The senator has also helped make public spending more transparent and accountable, authoring a measure instituting an inspector general for the Bay Area’s rickety commuter rail, BART; a 2016 law encouraging more California State University students to graduate on time; and a bill to make public school salaries more transparent. His experience as a political strategist and an adviser to a canny and fiscally responsible governor, Jerry Brown, would also prove useful.
Glazer’s most politically formidable competition for the position may be Malia Cohen, the chair of the tax-setting state Board of Equalization, whose duties were substantially diminished following a corruption scandal that predated her service. A former San Francisco supervisor who championed a city soda tax and a ban on flavored tobacco products, Cohen is the choice of the Democratic Party and most of its officials, which raises questions about her ability to challenge them in office.

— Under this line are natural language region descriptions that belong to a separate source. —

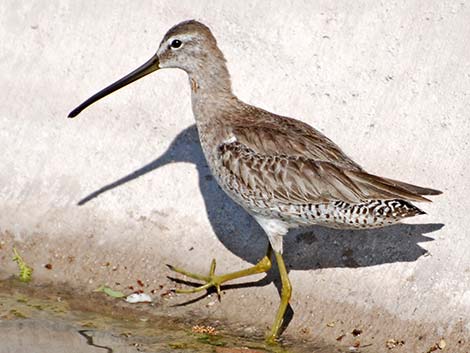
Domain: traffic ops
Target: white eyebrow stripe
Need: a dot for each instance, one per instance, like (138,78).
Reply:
(182,37)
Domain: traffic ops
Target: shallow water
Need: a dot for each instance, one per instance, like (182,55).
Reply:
(42,319)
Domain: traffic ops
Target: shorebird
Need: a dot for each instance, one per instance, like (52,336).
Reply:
(280,170)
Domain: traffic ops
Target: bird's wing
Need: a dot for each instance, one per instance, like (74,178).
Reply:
(270,134)
(301,180)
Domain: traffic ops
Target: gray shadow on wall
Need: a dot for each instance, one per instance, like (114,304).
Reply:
(310,248)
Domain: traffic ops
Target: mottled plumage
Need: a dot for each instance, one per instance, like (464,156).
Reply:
(281,170)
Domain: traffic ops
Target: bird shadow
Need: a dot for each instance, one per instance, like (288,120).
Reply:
(305,249)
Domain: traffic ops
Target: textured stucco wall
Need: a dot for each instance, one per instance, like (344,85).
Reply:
(388,81)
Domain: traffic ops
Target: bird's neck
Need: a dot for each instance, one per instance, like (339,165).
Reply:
(211,92)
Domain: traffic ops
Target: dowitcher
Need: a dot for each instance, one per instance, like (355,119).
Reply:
(280,170)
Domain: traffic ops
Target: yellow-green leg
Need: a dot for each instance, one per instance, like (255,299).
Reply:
(286,291)
(213,280)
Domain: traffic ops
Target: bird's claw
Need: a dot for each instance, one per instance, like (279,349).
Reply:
(212,280)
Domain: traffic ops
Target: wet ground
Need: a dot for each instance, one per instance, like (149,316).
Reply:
(50,319)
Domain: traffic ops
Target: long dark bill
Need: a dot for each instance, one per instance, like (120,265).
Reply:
(147,68)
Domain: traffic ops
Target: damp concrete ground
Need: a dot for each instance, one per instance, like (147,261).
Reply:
(47,319)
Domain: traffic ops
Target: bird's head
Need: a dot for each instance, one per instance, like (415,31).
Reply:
(189,46)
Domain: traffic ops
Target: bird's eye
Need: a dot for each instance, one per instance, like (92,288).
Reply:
(175,44)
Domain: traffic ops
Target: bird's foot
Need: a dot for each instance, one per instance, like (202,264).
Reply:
(211,280)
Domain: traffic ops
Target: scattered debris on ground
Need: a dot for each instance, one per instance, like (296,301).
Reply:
(392,343)
(209,330)
(138,298)
(26,272)
(109,291)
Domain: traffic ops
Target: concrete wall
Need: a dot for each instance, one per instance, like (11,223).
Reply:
(388,81)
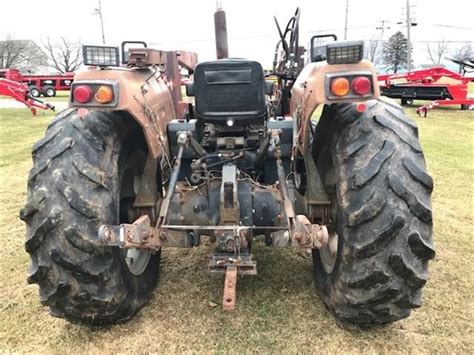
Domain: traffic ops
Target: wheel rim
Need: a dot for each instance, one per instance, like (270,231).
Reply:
(328,253)
(137,260)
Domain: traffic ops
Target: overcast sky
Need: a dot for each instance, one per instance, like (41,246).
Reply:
(188,25)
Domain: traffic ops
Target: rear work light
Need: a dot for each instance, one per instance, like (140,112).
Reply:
(82,94)
(344,52)
(101,56)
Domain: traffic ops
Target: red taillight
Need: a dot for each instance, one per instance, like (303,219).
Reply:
(361,85)
(82,94)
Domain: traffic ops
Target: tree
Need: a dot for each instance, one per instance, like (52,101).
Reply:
(372,51)
(64,54)
(11,53)
(464,53)
(436,54)
(24,55)
(395,54)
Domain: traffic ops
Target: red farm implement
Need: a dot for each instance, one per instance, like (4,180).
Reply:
(441,86)
(46,85)
(19,92)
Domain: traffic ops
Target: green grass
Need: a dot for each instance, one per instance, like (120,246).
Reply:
(278,310)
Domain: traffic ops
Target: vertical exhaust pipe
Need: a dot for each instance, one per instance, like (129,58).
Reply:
(220,26)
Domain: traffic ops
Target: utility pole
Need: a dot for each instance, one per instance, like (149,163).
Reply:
(347,15)
(408,35)
(382,28)
(98,11)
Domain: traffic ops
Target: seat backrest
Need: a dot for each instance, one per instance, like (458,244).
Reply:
(230,89)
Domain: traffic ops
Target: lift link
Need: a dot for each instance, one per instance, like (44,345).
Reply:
(301,231)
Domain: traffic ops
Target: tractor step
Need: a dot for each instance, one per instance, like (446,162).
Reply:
(230,284)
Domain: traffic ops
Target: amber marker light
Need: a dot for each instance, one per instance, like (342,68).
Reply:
(104,94)
(340,86)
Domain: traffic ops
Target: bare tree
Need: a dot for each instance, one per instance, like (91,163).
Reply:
(373,50)
(12,53)
(64,54)
(24,55)
(465,52)
(437,53)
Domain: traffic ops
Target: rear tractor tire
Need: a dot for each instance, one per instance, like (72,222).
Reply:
(73,188)
(376,261)
(49,91)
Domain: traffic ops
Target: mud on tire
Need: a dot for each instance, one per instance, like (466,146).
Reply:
(73,188)
(373,166)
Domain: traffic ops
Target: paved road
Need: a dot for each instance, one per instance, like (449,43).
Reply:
(10,103)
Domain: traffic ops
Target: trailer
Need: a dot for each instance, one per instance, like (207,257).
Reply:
(19,92)
(440,85)
(46,85)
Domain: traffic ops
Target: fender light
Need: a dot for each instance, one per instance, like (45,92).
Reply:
(104,94)
(361,85)
(82,94)
(340,86)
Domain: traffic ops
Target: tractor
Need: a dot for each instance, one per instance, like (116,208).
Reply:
(132,167)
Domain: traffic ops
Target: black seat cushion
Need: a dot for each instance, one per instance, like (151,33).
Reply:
(230,89)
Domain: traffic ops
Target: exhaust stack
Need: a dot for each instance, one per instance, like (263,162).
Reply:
(220,26)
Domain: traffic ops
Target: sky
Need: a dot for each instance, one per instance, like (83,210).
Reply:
(188,25)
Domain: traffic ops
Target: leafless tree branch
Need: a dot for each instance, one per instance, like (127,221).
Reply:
(64,54)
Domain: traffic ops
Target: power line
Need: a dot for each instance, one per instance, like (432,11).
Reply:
(347,15)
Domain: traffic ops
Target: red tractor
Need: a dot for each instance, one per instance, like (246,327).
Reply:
(440,85)
(46,85)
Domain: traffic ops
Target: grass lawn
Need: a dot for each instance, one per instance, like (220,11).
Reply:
(278,310)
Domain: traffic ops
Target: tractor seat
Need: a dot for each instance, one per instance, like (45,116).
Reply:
(229,89)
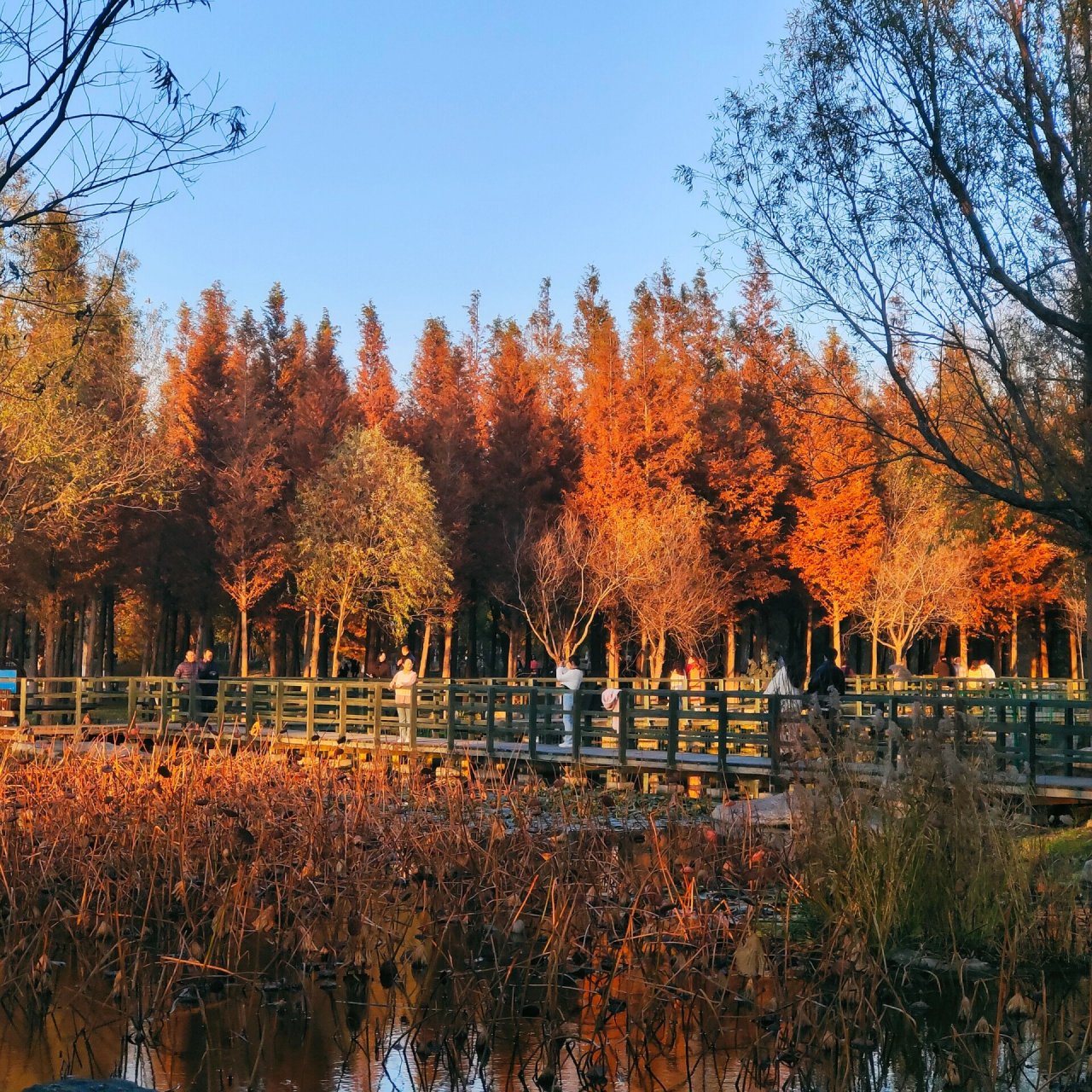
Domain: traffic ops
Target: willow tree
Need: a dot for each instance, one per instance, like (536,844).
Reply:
(369,539)
(921,172)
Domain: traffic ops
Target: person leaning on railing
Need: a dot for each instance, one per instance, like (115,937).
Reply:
(404,682)
(826,678)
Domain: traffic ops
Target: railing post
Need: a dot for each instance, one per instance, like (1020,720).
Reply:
(624,716)
(221,711)
(342,711)
(1069,741)
(451,717)
(722,733)
(533,722)
(167,696)
(577,726)
(248,705)
(491,718)
(773,740)
(377,714)
(1032,745)
(673,728)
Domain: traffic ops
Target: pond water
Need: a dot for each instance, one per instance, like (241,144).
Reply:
(320,1033)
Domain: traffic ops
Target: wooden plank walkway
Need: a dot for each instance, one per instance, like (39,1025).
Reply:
(1042,738)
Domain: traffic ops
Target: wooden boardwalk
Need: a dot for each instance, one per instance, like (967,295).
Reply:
(1040,733)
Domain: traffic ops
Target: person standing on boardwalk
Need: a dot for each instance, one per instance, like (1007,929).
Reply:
(570,677)
(209,674)
(188,670)
(404,682)
(826,676)
(380,667)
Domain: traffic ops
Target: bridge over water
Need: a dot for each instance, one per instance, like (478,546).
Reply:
(1040,730)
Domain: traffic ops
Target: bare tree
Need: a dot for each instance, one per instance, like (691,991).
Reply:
(93,121)
(666,578)
(923,576)
(562,582)
(923,174)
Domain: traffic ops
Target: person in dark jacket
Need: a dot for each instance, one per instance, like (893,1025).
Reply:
(380,667)
(188,669)
(209,674)
(827,675)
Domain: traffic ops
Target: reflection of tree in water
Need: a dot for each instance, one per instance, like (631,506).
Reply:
(499,1029)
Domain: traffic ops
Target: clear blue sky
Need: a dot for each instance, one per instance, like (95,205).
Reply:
(417,151)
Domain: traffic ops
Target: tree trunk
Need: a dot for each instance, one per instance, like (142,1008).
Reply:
(1044,658)
(335,667)
(472,664)
(312,648)
(449,626)
(659,653)
(810,638)
(426,643)
(244,642)
(1088,607)
(614,653)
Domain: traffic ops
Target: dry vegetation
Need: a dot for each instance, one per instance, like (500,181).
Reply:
(171,874)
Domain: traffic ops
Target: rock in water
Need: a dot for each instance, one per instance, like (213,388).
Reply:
(82,1084)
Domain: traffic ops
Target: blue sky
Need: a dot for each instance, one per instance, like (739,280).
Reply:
(418,151)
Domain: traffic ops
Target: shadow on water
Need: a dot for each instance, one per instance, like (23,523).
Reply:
(603,1028)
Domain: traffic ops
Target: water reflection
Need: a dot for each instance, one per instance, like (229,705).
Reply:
(356,1036)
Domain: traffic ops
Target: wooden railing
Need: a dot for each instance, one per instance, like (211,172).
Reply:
(1038,736)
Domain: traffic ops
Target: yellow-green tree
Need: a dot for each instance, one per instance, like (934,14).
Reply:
(369,539)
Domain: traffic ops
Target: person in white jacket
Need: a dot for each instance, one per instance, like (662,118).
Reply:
(404,682)
(569,676)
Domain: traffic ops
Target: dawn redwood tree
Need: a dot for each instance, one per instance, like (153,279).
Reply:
(607,440)
(73,433)
(315,401)
(375,396)
(924,572)
(662,386)
(745,471)
(440,424)
(554,366)
(367,537)
(192,430)
(248,483)
(523,464)
(562,582)
(664,572)
(1014,572)
(921,172)
(609,476)
(78,452)
(838,532)
(316,394)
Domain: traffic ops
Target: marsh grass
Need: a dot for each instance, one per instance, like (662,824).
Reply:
(934,852)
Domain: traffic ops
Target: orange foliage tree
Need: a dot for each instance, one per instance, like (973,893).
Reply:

Ron Galperin, Los Angeles’ Democratic city controller, has the most relevant qualifications in the race, having done the job on a smaller stage, and his extensive knowledge about the position is evident. But he lacks Glazer’s Sacramento experience and heft.
Yvonne Yiu, the mayor of the small Los Angeles area city of Monterey Park and a financial adviser who has poured millions of of her own money into her campaign, doesn’t seem as well prepared.
The lone Republican in the race, Hoover Institution fellow Lanhee Chen, has never been elected to anything. But he has advised several national Republican campaigns, including Mitt Romney’s 2008 presidential bid and George W. Bush’s in 2004, and served in the Bush and Obama administrations. Chen is a substantial candidate who certainly wouldn’t hew to the Democratic line, but his affiliations and talking points suggest he would be tempted to carry water for the party opposite, blurring the line between fiscal officer and perpetual campaign. And while he may well survive the primary, he faces long odds in November thanks to Californians’ well-earned distrust of his party.
The state needs a smart, seasoned controller who can challenge the Democratic establishment from within. Glazer has proved he can.